Dato il lungo periodo di latenza di questi tumori, è possibile aspettarsi un loro aumento ancora per decadi e anche la parte della popolazione che ha ricevuto dosi relativamente più basse andrebbe sottoposta a un monitoraggio a lungo termine in modo da poter intervenire tempestivamente.

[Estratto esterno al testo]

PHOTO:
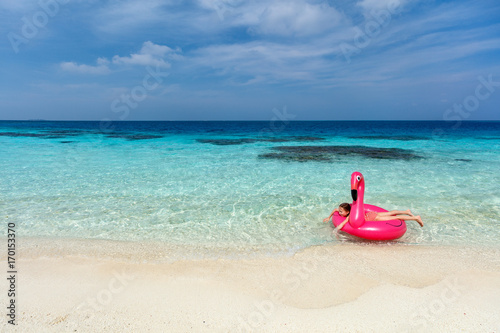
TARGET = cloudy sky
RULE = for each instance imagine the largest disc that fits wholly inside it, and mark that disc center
(239, 60)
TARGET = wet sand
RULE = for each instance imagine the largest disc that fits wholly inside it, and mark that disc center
(96, 286)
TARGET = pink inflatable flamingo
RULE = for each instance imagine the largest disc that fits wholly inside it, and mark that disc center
(358, 226)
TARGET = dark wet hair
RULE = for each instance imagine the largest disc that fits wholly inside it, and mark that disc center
(346, 206)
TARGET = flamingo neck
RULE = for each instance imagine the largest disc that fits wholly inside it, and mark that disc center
(359, 204)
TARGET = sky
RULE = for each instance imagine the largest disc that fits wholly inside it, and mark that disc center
(250, 60)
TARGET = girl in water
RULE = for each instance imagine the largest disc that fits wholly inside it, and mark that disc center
(345, 209)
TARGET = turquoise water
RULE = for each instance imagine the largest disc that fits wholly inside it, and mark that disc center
(226, 184)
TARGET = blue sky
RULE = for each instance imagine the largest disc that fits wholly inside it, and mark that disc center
(239, 60)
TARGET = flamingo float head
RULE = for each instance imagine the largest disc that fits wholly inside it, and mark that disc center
(356, 180)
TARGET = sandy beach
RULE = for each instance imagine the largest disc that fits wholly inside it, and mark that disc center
(95, 286)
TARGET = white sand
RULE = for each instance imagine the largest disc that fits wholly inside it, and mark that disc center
(92, 286)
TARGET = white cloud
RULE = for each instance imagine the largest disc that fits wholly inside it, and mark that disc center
(150, 55)
(297, 18)
(73, 67)
(370, 5)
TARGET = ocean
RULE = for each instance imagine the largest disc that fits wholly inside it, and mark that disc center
(247, 185)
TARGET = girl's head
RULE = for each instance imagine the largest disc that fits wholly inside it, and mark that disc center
(344, 209)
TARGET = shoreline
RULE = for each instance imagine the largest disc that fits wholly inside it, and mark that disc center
(334, 287)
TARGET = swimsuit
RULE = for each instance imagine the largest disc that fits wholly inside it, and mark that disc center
(370, 216)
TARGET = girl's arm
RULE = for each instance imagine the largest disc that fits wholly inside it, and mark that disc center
(340, 226)
(329, 217)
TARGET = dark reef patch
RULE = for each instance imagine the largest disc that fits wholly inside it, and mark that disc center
(15, 134)
(239, 141)
(134, 137)
(391, 137)
(329, 153)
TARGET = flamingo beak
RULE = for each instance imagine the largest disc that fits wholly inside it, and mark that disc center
(354, 195)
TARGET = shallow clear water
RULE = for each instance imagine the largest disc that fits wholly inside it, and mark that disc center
(171, 182)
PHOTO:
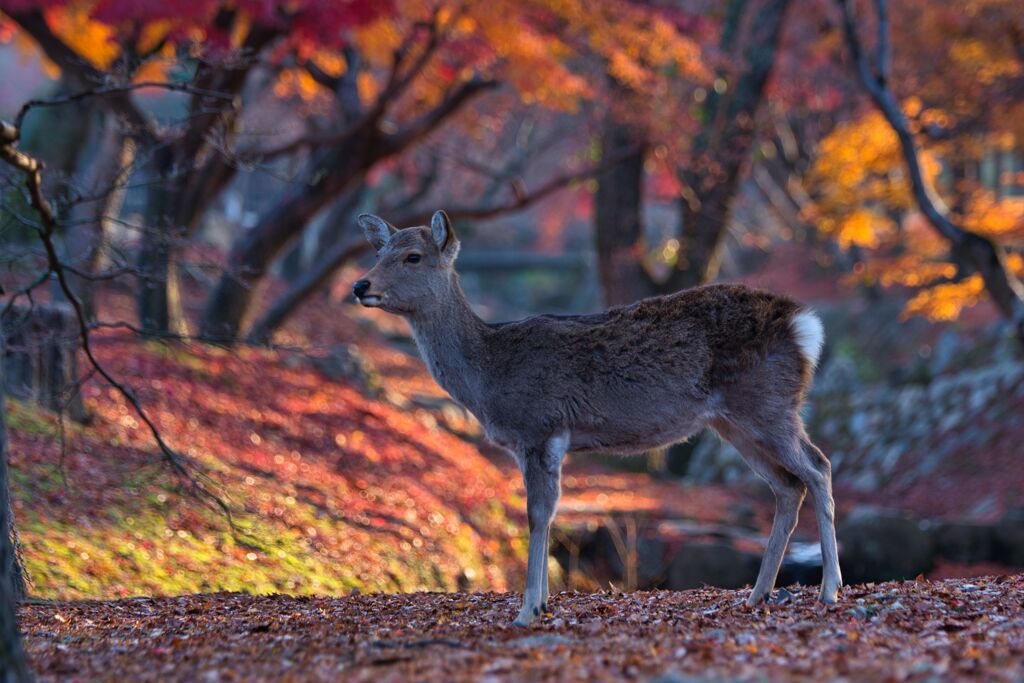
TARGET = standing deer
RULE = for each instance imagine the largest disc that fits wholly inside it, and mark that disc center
(627, 380)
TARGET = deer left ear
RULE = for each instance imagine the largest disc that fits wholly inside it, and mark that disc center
(443, 236)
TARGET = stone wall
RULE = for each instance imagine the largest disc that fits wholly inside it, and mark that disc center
(868, 431)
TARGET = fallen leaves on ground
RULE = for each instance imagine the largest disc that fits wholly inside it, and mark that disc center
(912, 631)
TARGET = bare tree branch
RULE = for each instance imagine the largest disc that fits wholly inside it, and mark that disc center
(33, 181)
(115, 90)
(981, 253)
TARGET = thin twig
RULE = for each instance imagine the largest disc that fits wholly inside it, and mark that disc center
(112, 90)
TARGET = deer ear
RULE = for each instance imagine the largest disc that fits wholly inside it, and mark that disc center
(443, 236)
(377, 229)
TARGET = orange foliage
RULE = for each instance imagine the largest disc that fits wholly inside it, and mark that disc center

È estremamente complesso valutare il tipo di effetto per il quale, qualunque dose, per quanto piccola, può essere capace di causare un danno (per esempio mutazioni genetiche o induzione di tumori). Prima che questo potenziale effetto si verifichi, trascorre inoltre un periodo di tempo che può essere anche lungo e se a ciò si aggiunge che esistono molte variabili (diverso tipo di alimentazione, le diverse abitudini di vita, etc.) che possono influenzare il manifestarsi del danno, si capisce come sia molto difficile imputare con assoluta certezza l'insorgenza di un tumore all'azione di una modesta esposizione alle radiazioni.

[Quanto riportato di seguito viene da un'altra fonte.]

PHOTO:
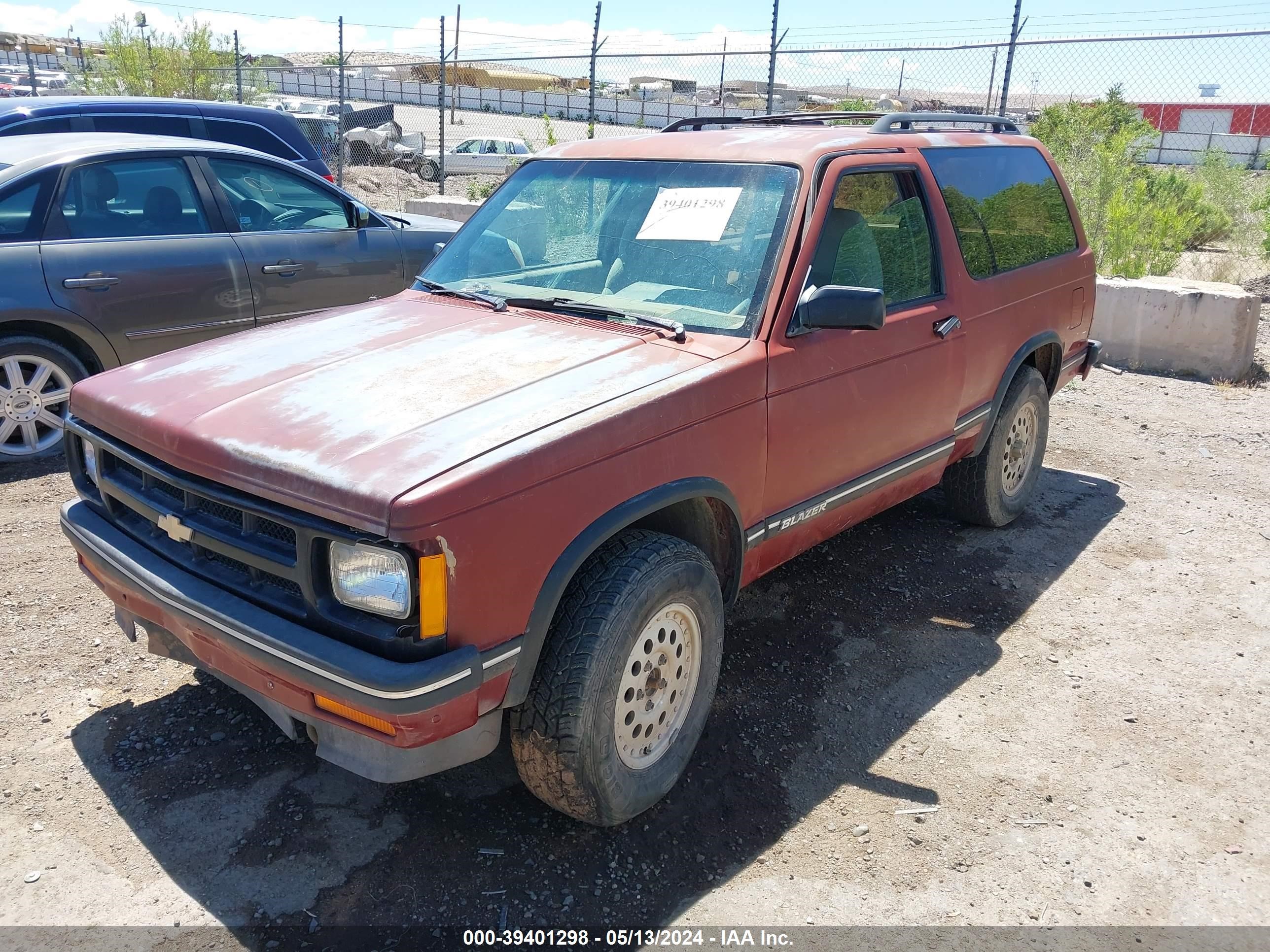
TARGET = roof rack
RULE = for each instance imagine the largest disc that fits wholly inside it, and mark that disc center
(905, 121)
(802, 118)
(883, 122)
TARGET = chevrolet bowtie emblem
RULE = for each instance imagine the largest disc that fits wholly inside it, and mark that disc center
(176, 528)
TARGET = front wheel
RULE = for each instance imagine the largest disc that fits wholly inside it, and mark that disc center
(995, 486)
(625, 681)
(36, 378)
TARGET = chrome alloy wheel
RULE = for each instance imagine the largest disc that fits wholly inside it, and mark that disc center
(1020, 450)
(658, 683)
(34, 397)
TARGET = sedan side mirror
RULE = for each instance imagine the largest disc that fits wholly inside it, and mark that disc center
(844, 307)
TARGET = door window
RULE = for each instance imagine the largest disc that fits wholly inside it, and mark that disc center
(1005, 205)
(266, 199)
(133, 199)
(877, 235)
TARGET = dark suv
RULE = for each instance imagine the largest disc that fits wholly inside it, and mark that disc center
(252, 126)
(116, 248)
(648, 371)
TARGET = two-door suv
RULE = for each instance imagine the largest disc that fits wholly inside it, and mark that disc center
(645, 373)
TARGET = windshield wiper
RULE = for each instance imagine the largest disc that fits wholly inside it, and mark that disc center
(492, 300)
(601, 311)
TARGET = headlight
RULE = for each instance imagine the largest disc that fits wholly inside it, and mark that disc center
(371, 578)
(89, 460)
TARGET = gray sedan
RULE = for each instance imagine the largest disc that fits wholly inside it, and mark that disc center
(116, 247)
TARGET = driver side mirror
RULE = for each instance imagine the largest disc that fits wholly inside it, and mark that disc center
(843, 307)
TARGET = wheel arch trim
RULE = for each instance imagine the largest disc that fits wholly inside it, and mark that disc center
(620, 517)
(1033, 344)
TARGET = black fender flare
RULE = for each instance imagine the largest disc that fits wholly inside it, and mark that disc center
(1034, 343)
(577, 552)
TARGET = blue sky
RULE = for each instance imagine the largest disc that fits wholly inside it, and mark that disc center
(649, 30)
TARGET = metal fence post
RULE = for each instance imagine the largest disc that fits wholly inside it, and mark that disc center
(340, 126)
(31, 70)
(238, 67)
(771, 59)
(1010, 59)
(441, 115)
(595, 49)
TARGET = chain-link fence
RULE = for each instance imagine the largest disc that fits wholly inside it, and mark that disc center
(400, 125)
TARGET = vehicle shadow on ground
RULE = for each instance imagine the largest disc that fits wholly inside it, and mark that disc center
(830, 662)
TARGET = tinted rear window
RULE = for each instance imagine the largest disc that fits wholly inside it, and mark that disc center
(54, 124)
(1005, 204)
(248, 134)
(144, 125)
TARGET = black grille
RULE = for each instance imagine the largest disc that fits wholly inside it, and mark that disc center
(221, 532)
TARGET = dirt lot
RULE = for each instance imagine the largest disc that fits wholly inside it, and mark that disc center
(1083, 696)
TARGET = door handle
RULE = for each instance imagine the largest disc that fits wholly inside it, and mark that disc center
(93, 281)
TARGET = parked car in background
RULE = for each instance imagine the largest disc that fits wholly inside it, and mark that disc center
(323, 107)
(492, 157)
(249, 126)
(117, 247)
(647, 371)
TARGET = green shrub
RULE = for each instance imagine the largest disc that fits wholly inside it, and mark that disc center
(1138, 219)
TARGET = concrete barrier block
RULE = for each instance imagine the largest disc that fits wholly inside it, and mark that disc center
(451, 207)
(1175, 325)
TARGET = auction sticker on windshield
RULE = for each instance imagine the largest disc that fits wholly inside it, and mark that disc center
(689, 214)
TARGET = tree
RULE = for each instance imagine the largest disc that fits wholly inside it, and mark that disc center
(193, 63)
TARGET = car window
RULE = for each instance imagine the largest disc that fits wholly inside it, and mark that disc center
(54, 124)
(877, 235)
(144, 124)
(16, 211)
(133, 199)
(266, 199)
(1005, 205)
(693, 241)
(252, 136)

31 persone morirono immediatamente dopo l’incidente e circa 137 furono trattate per una sindrome acuta da raggi; • il destino di molti liquidatori non è noto e non sappiamo pertanto con certezza se per coloro che sono deceduti la causa del decesso sia effettivamente dovuta agli eventi collegati alla loro attività nelle aree contaminate; • si è assistito a un reale e significativo aumento dei casi di tumore della tiroide, in modo particolarmente evidente nei bambini. Per quanto riguarda le forme diagnosticate negli adulti non è certo se la maggior prevalenza rilevata sia dovuta a un reale aumento dell’incidenza o a una maggiore capacità diagnostica indotta dalla aumentata attenzione nei confronti di questa patologia;
i tumori indotti da questo fall-out nella popolazione giovanile hanno un atteggiamento biologico generalmente più aggressivo rispetto alle forme spontanee e si manifestano con una precoce comparsa di metastasi a distanza; • il periodo di latenza fra la esposizione alle radiazioni e la comparsa dei tumori è stato più breve rispetto a quanto atteso; • non si è verificato alcun significativo aumento scientificamente comprovato di leucemie, malformazioni fetali, anomalie congenite o di altre manifestazioni patologiche indotte dalle radiazioni sulla popolazione esposta al fall-out; • pur essendosi verificato un fall-out non trascurabile nei Paesi della Cee che può aver determinato una dosimetria capace di indurre un minimo numero di tumori tiroidei, esso è assolutamente irrilevante rispetto alla insorgenza spontanea di questo tumore.
Conseguenze sanitarie: due diverse verità… • Le stime sulla mortalità derivante dall’incidente di Chernobyl variano a seconda dei parametri presi in esame. • L’AIEA (Agenzia Internazionale per l’Energia Atomica) nel 2005 parla di soli quattromila morti. • Il TORCH-Report (The Other Report on Chernobyl), uno studio svolto in Gran Bretagna, stima che a seguito dell’incidente nucleare ancora tra le 30.000 e le 60.000 persone moriranno di tumore. • Statistiche più recenti di Greenpeace stimano invece in duecentomila le morti dovute all’incidente di Chernobyl, tra il ’90 e il 2004 prendendo in esame solo Ucraina, Bielorussia e Russia.